Le Conseil d’ État constate, compte tenu de l’état du droit de l’Union européenne, que l’avertissement de l’avocat quant au transport de la personne gardée à vue sera désormais réservé aux seuls cas dans lesquels l’assistance de l’avocat est requise en application de l’article 3 de la directive n° 2013/48/UE du 22 octobre 2013 relative au droit d’accès à un avocat dans le cadre des procédures pénales. Il estime toutefois que lorsqu’une personne gardée à vue est transportée sur un lieu sans que son avocat en soit informé, le respect des droits de la défense fait obstacle à ce que ce transport soit l’occasion d’interroger cette personne et à ce que les officiers ou agents de police judiciaire consignent ses déclarations sur les faits pour lesquels elle est mise en cause Sous cette réserve d’interprétation, le Conseil d’ État estime que ces dispositions ne méconnaissent pas les droits de la défense (Conseil constitutionnel, décision n° 2011-125 QPC du 06 mai 2011, cons. 13).

Dispositions propres aux enquêtes

Extension des pouvoirs des enquêteurs 

72.        Le projet de loi modifie les dispositions de l’article 53 du code de procédure pénale, qui définissent les conditions de l’enquête pour crime ou délit flagrant. D’une part, pour les infractions ne relevant pas de la criminalité et de la délinquance organisées, il prévoit, pour les délits punis d’une peine d’au moins trois ans d’emprisonnement, au lieu de cinq ans auparavant, qu’à l’issue de la première période de huit jours pendant laquelle l’enquête est conduite sous le régime de la flagrance, le procureur de la République peut autoriser, pour une même durée, la poursuite de l’enquête sous ce même régime. D’autre part, il prévoit que, lorsque l’enquête porte sur des faits qui relèvent de la criminalité ou de la délinquance organisées, l’enquête en flagrance peut durer seize jours à compter de la constatation du crime ou du délit flagrant sans prolongation à l’issue des huit premiers jours.

Le projet modifie également les dispositions de l’article 76 du code de procédure pénale qui prévoient que le juge des libertés et de la détention peut autoriser une perquisition au cours d’une enquête préliminaire portant sur des faits punis d’au mois cinq ans d’emprisonnement. Le projet abaisse ce seuil de cinq à trois ans.

Ces dispositions ont ainsi pour objet principal de faciliter la réalisation par les officiers et agents de police judiciaire de perquisitions et de saisies sans l’assentiment des intéressés.

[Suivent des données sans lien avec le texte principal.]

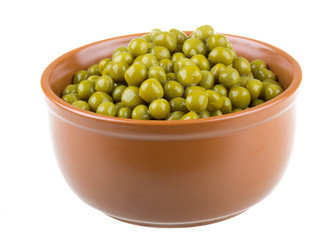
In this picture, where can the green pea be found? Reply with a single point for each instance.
(97, 98)
(150, 90)
(104, 84)
(229, 77)
(176, 115)
(220, 55)
(157, 73)
(71, 98)
(208, 80)
(86, 88)
(159, 108)
(71, 88)
(178, 104)
(189, 116)
(240, 97)
(197, 101)
(189, 75)
(80, 76)
(82, 105)
(138, 46)
(124, 112)
(193, 46)
(172, 89)
(131, 97)
(141, 112)
(135, 74)
(107, 108)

73.        Le Conseil d’ État estime qu’un tel assouplissement du recours aux perquisitions et au régime de l’enquête de flagrance ne peut être admis que si le régime des perquisitions prévu par le code de procédure pénale est mis en conformité avec les exigences du droit à un recours juridictionnel effectif. Les personnes qui ont fait l’objet d’une perquisition et à l’encontre desquelles l’action publique n’est pas mise en mouvement doivent, comme les personnes poursuivies, disposer du droit de faire juger de la légalité et de la régularité, en droit et en fait, de la mesure dont elles ont fait l’objet (Cour européenne des droits de l’homme, 3ème section, 21 février 2008, Ravon et autres contre France, n° 18497/03 ; Conseil constitutionnel, décisions n° 2013-357 QPC du 29 novembre 2013 et n° 2014-387 QPC du 4 avril 2014).

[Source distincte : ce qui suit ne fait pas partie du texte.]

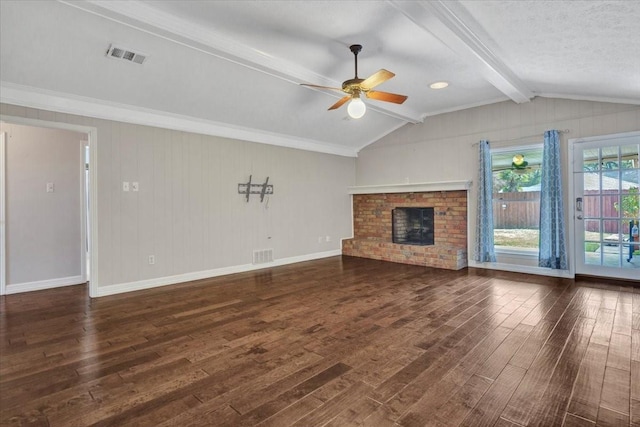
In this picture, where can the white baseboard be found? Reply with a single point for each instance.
(540, 271)
(44, 284)
(199, 275)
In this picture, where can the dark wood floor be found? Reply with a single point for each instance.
(336, 342)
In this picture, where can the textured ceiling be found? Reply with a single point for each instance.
(234, 68)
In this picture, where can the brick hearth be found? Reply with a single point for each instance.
(373, 230)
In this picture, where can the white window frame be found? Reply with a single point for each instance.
(515, 251)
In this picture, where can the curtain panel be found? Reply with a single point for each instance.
(553, 252)
(484, 248)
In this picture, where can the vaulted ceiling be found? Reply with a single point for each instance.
(234, 68)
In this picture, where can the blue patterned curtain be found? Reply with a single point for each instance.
(484, 250)
(553, 252)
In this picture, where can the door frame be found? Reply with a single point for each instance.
(92, 135)
(3, 245)
(573, 143)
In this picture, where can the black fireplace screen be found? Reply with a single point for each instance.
(413, 226)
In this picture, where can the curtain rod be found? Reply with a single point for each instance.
(519, 138)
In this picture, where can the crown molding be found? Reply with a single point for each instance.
(31, 97)
(626, 101)
(144, 17)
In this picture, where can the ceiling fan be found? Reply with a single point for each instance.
(356, 86)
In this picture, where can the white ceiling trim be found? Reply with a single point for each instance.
(444, 21)
(590, 98)
(31, 97)
(142, 17)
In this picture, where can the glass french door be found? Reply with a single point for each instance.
(606, 176)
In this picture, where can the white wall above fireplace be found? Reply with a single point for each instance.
(411, 188)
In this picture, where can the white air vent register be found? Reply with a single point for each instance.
(126, 54)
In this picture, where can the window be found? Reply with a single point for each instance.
(516, 197)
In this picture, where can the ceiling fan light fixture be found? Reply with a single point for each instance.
(356, 108)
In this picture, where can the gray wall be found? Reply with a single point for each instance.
(188, 213)
(44, 230)
(441, 148)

Afin d’assurer le respect de ces exigences tant constitutionnelles que conventionnelles, le Conseil d’ État suggère de compléter le projet de loi afin d’introduire dans le code de procédure pénale des dispositions reconnaissant à toute personne ayant fait l’objet d’une perquisition ou d’une visite domiciliaire, le droit de saisir le juge des libertés et de la détention afin qu’il statue sur la légalité de cette mesure. Ce droit sera ouvert à toute personne ayant fait l’objet d’une perquisition ou d’une visite domiciliaire et qui n’a pas été poursuivie devant une juridiction d’instruction ou de jugement. Elle pourra saisir le juge des libertés et de la détention d’une demande tendant à l’annulation de la perquisition. Si l’action publique a été mise en mouvement par la saisine du juge d’instruction ou du tribunal correctionnel, la demande sera transmise, selon le cas, à la chambre de l’instruction ou au président du tribunal correctionnel.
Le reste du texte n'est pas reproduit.